An early member of the elite stable of The World At One under Andrew Boyle and William Hardcastle, he deployed wide learning (lightly), acute journalism and a beautiful baritone voice from the presenter's chair of The World At One, PM, and The World This Weekend, from the 1970s to the early Nineties.

A scholarship boy from Bolton School, he read French and Russian at Magdalen College, Oxford. After "bobbing about in a boat on the Baltic", listening in to Soviet radio traffic during National Service, he joined the BBC's Russian Service and was banned from entering the Soviet Union as an alleged former spy. He was to overcome that calumny later in his career.

In 1968 he joined mainstream radio journalism and soon made his mark, particularly in The World This Weekend, where he thrived by interviewing politicians reflectively, even ruminatively, years before the political interview had become a commonplace of weekend broadcasting.

At first meeting his guests were often surprised to see that the owner of the big beautiful voice was a small scruffy man, and Gordon Clough exuded a vulnerability that made some of the most unlikely people want to protect him.

Summoned to Chequers to interview the Prime Minister in the early-Eighties, Clough was stunned to see Mrs Thatcher tapping the vacant space on the sofa beside her and saying: "Come Gordon, sit by me" - and honouring him with a stiff whisky when the interview was over.

By the late 1980s the pathfinding World At One tradition had long become orthodoxy and this was probably enough for Clough to begin to tire of the presenter's chair. He started to grumble that too many programmes were chasing the same political story too hard and too long; the variety of life was being lost.

It was then that he made his providential self-discovery. Already a writer of some of the most eloquent - and the longest - sentences since Gibbon, he became a wonderful reporter in his mid-fifties.

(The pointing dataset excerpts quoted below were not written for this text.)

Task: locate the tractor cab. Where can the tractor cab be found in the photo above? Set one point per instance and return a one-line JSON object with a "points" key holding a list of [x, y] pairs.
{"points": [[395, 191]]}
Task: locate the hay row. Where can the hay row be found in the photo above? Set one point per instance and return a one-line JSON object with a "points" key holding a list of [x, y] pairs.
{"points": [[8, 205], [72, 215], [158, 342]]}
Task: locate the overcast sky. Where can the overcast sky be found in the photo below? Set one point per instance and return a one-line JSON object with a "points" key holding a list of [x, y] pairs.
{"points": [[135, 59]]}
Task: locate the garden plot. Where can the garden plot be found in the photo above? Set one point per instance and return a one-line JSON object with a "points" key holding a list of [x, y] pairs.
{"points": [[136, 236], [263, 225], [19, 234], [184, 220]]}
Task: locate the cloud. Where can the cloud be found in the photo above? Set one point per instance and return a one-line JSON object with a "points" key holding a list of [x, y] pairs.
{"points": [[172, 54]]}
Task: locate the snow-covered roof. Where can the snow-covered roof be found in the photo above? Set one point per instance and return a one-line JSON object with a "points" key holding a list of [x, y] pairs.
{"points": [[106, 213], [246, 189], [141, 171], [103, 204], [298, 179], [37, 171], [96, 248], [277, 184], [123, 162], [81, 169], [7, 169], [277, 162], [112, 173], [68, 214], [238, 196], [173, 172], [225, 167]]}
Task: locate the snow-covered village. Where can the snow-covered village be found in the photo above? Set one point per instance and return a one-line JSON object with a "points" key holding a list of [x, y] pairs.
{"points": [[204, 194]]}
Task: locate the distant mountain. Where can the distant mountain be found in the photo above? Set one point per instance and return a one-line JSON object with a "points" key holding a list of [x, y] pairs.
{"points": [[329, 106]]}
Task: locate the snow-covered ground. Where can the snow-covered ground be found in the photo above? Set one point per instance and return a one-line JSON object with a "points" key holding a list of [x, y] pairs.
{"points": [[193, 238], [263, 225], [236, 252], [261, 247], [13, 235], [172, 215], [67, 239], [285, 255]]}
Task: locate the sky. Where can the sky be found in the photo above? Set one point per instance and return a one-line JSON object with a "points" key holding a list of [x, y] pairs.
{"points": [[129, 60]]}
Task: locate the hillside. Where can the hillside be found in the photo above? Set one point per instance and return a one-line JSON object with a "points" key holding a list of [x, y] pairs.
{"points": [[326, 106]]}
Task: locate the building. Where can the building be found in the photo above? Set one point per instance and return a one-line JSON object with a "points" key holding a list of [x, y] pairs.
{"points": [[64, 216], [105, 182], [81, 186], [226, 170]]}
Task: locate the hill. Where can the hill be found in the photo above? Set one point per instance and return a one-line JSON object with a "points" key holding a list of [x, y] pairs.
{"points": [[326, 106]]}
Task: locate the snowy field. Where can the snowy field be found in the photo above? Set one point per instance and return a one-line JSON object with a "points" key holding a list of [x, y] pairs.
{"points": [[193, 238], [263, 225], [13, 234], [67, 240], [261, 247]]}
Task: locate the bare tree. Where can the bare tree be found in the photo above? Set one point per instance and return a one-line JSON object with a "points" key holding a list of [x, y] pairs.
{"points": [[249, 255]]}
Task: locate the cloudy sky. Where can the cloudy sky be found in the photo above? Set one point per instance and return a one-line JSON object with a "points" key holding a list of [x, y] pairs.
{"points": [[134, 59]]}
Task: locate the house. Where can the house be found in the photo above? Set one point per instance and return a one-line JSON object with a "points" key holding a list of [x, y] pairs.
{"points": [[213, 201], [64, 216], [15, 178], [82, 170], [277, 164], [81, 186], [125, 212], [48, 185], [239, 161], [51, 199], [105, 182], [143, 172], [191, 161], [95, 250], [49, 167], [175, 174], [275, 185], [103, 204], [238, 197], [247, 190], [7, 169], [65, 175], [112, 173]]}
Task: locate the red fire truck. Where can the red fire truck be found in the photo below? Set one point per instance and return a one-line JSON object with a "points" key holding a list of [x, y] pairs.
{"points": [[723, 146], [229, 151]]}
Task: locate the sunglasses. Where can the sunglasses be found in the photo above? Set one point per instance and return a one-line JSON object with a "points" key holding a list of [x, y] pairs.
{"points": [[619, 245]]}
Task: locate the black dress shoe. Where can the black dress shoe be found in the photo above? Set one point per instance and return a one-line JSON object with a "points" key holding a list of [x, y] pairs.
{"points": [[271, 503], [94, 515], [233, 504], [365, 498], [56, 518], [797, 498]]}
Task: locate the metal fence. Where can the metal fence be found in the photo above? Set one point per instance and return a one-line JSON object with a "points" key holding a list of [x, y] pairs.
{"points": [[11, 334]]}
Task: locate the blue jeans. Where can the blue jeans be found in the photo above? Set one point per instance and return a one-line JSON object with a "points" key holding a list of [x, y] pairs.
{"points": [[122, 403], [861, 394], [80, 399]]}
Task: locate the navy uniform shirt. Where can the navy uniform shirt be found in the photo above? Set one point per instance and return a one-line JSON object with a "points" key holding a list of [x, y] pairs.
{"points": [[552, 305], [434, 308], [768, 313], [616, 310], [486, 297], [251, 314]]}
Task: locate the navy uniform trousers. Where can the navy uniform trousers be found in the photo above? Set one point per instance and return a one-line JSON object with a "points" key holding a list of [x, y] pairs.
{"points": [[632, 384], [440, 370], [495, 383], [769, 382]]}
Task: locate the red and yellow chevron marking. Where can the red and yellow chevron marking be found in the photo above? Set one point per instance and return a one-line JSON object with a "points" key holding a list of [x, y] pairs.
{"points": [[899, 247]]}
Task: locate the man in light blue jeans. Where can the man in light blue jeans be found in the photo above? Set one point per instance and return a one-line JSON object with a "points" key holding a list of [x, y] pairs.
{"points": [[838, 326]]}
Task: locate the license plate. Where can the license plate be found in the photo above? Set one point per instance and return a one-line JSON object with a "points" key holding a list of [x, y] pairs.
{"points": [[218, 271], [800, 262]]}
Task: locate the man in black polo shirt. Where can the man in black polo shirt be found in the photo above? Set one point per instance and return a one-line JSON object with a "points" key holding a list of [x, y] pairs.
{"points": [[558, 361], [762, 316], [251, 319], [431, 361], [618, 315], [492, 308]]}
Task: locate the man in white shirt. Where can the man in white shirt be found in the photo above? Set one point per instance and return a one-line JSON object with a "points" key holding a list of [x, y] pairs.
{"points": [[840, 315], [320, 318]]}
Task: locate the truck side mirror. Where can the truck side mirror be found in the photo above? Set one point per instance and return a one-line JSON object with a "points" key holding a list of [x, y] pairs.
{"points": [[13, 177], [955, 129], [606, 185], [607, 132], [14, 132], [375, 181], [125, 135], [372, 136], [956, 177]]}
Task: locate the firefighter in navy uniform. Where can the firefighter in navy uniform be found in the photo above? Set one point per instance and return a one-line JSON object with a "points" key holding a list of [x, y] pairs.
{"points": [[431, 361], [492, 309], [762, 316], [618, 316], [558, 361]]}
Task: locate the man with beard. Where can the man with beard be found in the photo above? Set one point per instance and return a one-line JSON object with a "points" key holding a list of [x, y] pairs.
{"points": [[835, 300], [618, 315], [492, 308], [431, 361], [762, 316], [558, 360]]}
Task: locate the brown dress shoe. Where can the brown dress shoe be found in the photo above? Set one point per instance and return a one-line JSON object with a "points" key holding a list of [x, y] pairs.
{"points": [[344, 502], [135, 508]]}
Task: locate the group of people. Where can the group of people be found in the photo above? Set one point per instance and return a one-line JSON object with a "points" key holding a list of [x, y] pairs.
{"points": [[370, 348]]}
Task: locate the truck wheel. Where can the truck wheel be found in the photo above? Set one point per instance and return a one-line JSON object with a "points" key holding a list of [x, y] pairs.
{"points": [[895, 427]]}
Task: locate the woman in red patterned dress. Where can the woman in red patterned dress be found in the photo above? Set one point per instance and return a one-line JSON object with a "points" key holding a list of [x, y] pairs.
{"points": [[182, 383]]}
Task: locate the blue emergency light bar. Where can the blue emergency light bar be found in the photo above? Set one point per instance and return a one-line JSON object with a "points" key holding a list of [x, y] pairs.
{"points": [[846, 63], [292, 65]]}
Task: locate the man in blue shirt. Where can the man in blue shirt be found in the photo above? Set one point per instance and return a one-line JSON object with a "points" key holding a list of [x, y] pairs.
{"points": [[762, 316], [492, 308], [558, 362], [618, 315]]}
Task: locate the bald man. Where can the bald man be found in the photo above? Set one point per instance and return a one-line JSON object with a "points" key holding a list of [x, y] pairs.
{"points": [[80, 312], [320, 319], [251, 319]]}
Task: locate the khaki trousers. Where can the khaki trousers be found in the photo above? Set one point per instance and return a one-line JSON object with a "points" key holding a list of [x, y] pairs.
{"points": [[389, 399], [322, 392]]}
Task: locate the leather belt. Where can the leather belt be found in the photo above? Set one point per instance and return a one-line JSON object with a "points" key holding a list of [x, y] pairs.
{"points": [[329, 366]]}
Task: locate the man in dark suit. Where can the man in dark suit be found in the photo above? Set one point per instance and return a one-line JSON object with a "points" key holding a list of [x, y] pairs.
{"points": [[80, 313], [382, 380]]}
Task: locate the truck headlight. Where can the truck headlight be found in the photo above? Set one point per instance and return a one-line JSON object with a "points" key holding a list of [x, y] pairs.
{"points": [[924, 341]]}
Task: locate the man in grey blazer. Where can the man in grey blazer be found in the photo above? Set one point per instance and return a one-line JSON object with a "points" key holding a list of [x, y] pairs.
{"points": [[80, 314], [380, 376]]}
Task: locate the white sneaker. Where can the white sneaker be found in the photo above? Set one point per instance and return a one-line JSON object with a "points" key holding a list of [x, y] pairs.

His opportunity was the Gorbachev revolution. Unbanned, he returned to the crumbling Soviet Union to make four of the finest series of documentary journalism the BBC produced at the time, Revolution Without Shots (1987), The Indissoluble Union (1989), Death of a Superpower (1991) and Ashes of Empire (1991); he also won two Sony awards. With his fluent Russian Clough caught history on the wing, capturing the very essence of the break- up of the Soviet system as it happened, from the top of society to the bottom. The honours list of Soviet reformers around Gorbachev - Aganbegyan, Yavlitsky, Kagarlitsky and Sobchak - was rolled out on to Radio 4, while Clough was the first westerner seen by many a Soviet peasant in the steppes from the Volga to the Aral Sea.

Clough also covered South Africa months after Mandela's release and for a season he presented Europhile, Radio 4's European affairs magazine. But although his audience didn't suspect it, his strength and stamina were flagging and the Indian summer of his reporting life ended in 1994.

But there remained Round Britain Quiz. Clough was a lover and custodian of the language and never was it in safer hands. He indulged it as chairman and compiler of the questions of the donnish radio panel game almost up to his death.

Gordon Clough would not have apologised for spending virtually his whole career in the BBC, which he loved beneath only the thinnest journalist's carapace. And it is with no less than love that his many friends in the BBC and its audiences will remember him.

After a divorce from his wife Carolyn in 1991, he remarried her and died at home. She, three daughters and a son survive him.Arthur Gordon Clough, radio journalist: born Salford, Lancashire 26 August 1934; married 1959 Carolyn Stafford (one son, three daughters); died London 6 April 1996.